The most time-consuming stage of development was compiling a usable lexicon. Over the course of about a week, Serboncini built a list of roughly 19,000 five-letter Portuguese words using material drawn from operating system dictionaries, Facebook posts, and court rulings. He later reported that the number of valid entries stabilized at about 18,000. The list was refined to remove obscure regionalisms, profanity, proper nouns, and verb conjugations. At his mother's request, the word seios was also excluded. By comparison, the programming of the game itself required only two to three days.

The game was launched on 5 January 2022, with the first solution word being festa. Serboncini initially shared the link with family and a small group of friends. Within an hour, more than 20,000 people were playing. Less than ten days later, Termo reached 100,000 daily players. By mid-January, the number had grown to over 200,000, and by the end of the month it exceeded 400,000. The sudden growth caused the game's server to crash, with the demand requiring multiple upgrades from the original low-cost server to larger systems. In February 2022, the game consistently attracted over half a million users each day. Roughly 85% of the player base is in Brazil, with about 7.5% in Portugal and the remainder spread across other countries. As part of his legacy, Serboncini released the Portuguese word list publicly so that others could create word games in the language.

== Reception ==
Termo gained rapid popularity on social media, where players share their results using color-coded squares that represent their guesses, with news outlets describing Termo as the "Brazilian Wordle". According to data from Google Trends reported by Folha de S.Paulo in February 2022, searches related to the game began to rise in the first week of January and increased consistently in the following weeks. Search behavior related to the games also influenced queries for Portuguese vocabulary. Phrases such as palavras que começam... and palavras que terminam... experienced notable increases in February 2022 compared with January, rising 160% and 115% respectively. Popular queries included palavras com 5 letras que terminam com a and palavras que começam com h.
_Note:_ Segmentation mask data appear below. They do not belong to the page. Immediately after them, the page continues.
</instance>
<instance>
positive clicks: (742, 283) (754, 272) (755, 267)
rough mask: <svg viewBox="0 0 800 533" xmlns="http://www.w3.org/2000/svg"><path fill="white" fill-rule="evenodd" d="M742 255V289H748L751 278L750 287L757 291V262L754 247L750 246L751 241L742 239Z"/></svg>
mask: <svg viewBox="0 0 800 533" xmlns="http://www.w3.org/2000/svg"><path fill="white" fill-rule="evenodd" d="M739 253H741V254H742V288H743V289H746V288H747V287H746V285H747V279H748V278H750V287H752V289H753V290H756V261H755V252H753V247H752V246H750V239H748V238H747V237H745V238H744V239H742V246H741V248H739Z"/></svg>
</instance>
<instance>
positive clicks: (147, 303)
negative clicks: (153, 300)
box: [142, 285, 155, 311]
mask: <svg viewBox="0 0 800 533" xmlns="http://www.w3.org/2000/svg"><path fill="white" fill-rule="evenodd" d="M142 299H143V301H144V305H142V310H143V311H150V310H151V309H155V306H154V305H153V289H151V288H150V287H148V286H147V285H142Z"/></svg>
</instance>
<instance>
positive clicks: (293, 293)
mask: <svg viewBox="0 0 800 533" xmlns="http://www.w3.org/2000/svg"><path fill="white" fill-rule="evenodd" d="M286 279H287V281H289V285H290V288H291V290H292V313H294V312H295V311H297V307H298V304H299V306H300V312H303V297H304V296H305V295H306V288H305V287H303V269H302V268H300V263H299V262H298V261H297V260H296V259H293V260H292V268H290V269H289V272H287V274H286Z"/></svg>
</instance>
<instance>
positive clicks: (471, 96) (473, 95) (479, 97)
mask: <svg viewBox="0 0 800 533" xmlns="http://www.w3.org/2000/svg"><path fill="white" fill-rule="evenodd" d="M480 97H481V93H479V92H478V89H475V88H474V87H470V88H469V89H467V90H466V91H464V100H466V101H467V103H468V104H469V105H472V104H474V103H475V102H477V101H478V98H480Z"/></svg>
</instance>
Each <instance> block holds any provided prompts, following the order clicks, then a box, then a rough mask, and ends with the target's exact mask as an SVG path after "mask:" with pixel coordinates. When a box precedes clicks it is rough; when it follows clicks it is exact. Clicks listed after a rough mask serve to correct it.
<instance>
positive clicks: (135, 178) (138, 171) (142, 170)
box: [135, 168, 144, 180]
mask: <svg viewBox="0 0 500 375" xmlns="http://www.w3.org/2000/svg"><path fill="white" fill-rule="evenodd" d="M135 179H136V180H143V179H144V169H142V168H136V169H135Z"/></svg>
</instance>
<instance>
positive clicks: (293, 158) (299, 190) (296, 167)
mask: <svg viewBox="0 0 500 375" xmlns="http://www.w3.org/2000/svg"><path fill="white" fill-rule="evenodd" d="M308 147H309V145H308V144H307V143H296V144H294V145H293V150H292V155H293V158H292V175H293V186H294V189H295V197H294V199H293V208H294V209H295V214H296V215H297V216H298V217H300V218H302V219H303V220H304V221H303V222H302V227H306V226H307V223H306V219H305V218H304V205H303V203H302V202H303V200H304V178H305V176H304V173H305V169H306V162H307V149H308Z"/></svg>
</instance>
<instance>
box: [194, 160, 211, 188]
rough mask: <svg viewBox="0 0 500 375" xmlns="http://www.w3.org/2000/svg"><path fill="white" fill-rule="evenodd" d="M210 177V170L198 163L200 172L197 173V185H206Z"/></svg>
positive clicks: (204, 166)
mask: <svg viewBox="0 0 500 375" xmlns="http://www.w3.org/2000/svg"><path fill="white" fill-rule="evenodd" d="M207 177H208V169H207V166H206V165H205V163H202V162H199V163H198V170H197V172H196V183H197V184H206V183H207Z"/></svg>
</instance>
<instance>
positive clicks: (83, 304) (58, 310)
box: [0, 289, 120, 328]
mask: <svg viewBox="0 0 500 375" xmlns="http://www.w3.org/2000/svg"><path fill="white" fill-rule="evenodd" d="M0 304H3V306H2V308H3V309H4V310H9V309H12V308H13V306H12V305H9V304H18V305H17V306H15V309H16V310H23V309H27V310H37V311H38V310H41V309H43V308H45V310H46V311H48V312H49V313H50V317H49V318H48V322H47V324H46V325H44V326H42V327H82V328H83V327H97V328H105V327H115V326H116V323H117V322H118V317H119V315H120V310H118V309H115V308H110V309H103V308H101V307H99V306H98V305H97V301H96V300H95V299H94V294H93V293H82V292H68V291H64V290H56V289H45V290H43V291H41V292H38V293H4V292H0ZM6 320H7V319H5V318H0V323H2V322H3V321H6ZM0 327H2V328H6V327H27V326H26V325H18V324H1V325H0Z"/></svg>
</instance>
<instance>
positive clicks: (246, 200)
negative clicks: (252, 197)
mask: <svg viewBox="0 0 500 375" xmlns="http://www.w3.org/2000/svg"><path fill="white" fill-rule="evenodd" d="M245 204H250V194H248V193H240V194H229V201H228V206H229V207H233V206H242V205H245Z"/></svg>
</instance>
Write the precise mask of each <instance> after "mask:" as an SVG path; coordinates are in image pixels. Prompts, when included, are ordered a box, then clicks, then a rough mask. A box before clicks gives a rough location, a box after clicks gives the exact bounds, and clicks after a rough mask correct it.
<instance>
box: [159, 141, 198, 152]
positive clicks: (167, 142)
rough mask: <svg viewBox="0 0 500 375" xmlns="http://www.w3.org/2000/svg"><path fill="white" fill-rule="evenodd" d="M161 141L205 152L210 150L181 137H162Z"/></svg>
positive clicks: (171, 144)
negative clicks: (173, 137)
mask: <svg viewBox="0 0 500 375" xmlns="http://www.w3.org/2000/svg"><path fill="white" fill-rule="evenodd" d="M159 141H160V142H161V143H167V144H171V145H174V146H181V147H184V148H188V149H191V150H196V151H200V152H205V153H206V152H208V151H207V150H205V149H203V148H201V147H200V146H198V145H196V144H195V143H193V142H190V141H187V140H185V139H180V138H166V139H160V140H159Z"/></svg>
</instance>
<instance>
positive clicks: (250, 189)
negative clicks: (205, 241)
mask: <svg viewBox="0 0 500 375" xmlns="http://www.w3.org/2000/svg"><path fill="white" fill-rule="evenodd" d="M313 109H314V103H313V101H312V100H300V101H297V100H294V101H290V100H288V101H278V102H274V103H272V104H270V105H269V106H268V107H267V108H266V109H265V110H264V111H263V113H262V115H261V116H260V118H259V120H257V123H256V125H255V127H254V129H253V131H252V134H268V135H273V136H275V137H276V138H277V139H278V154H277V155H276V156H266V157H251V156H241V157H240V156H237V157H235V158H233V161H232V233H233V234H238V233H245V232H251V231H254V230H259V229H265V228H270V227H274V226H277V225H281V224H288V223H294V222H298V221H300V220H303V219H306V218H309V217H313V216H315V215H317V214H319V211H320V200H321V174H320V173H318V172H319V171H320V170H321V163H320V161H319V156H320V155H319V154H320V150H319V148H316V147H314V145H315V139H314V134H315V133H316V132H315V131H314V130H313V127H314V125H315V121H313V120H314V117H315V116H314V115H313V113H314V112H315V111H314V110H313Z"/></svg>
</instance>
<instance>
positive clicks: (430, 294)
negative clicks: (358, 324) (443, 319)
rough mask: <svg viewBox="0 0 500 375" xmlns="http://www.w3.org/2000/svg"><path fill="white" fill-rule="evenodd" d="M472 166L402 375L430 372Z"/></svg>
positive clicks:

The reliance on Brazilian usage has generated criticism among players in Portugal. Some daily words, such as mamãe ("mommy") and miojo ("instant noodles"), are common in Brazil but unfamiliar or absent in European Portuguese. Other examples, including sachê and turnê, also prompted complaints from Portuguese players on social media. Serboncini has acknowledged these difficulties, noting that he was unaware that mamãe, for instance, does not exist in European Portuguese. He has stated that the word list is occasionally revised to exclude less widespread terms and limit answers to common expressions, although he described this process as challenging.